“Unobserved Corner” Prediction: Reducing Timing Analysis Effort for Faster Design Convergence in Advanced-Node Design

Andrew B. Kahng1,2,c, Uday Mallappa2,d, Lawrence Saul1,a and Shangyuan Tong1,b
1CSE Department, UC San Diego, La Jolla, CA, USA
asaul@ucsd.edu
bs8tong@ucsd.edu
2ECE Department, UC San Diego, La Jolla, CA, USA
cabk@ucsd.edu
dumallapp@ucsd.edu

ABSTRACT


With diminishing margins for leading-edge products in advanced technology nodes, design closure and accuracy of timing analysis have emerged as serious concerns. A significant portion of design turnaround time is spent on timing analysis at combinations of process, voltage and temperature (PVT) corners. At the same time, accurate, signoff-quality timing analysis is desired during place-and-route and optimization steps, to avoid loops in the flow as well as overdesign that wastes area and power. We observe that timing results for a given path at different corners will have strong correlations, if only as a consequence of physics of devices and interconnects.
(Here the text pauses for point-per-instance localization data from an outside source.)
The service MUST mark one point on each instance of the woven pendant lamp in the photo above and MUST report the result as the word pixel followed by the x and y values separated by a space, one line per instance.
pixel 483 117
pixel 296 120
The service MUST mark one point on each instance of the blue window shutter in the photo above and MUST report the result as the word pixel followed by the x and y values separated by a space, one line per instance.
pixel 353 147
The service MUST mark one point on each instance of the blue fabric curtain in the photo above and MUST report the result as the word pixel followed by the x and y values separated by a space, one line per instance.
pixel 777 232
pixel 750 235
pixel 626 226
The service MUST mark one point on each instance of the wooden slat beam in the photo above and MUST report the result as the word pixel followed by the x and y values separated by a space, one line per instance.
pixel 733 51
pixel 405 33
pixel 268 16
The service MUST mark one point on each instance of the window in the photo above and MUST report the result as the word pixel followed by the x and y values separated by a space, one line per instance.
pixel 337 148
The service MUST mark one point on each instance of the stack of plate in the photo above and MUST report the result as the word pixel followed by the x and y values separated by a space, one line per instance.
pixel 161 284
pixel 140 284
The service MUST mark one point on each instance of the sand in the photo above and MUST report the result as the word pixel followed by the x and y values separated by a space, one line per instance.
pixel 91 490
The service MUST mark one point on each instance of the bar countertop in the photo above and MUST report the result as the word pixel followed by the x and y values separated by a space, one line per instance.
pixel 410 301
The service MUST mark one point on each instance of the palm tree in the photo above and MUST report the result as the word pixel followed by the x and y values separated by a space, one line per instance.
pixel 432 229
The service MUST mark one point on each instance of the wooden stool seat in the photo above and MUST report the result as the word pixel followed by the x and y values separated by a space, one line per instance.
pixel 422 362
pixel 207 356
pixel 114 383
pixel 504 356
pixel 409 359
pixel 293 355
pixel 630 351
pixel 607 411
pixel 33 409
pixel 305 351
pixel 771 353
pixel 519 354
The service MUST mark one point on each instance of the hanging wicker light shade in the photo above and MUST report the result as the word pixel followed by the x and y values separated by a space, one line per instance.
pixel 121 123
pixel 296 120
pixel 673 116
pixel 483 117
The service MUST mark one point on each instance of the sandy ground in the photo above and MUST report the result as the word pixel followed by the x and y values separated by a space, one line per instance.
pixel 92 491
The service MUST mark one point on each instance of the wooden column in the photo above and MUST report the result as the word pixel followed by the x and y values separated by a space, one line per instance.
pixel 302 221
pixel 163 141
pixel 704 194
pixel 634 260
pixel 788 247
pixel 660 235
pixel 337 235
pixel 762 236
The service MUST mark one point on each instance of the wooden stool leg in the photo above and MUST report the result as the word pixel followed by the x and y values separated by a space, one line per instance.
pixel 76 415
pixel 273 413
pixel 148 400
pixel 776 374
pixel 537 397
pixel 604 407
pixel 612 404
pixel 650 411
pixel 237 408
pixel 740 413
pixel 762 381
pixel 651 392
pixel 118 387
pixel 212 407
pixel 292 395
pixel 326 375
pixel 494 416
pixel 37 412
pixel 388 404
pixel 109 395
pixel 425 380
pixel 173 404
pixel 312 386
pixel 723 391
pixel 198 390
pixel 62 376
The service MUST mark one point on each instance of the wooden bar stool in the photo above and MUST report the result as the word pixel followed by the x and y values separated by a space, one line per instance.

We investigate a data-driven approach, based on multivariate linear regression, to predict the timing analysis at unobserved corners from analysis results at observed corners. We use a simple backward stepwise selection strategy to choose which corners to observe and which to predict. In order to accelerate convergence of the design process, the model must yield predicted values (from analysis at a limited number of observed corners) that are sufficiently accurate to substitute for unobserved ones. Our empirical results indicate that this is likely the case. With a 1M-instance example in foundry 16nm enablement, we obtain a model based on 10 observed corners that predicts timing results at the remaining 48 unobserved corners with less than 0.5% relative root mean squared error, and 99% of the model’s relative prediction errors are less than 0.6%.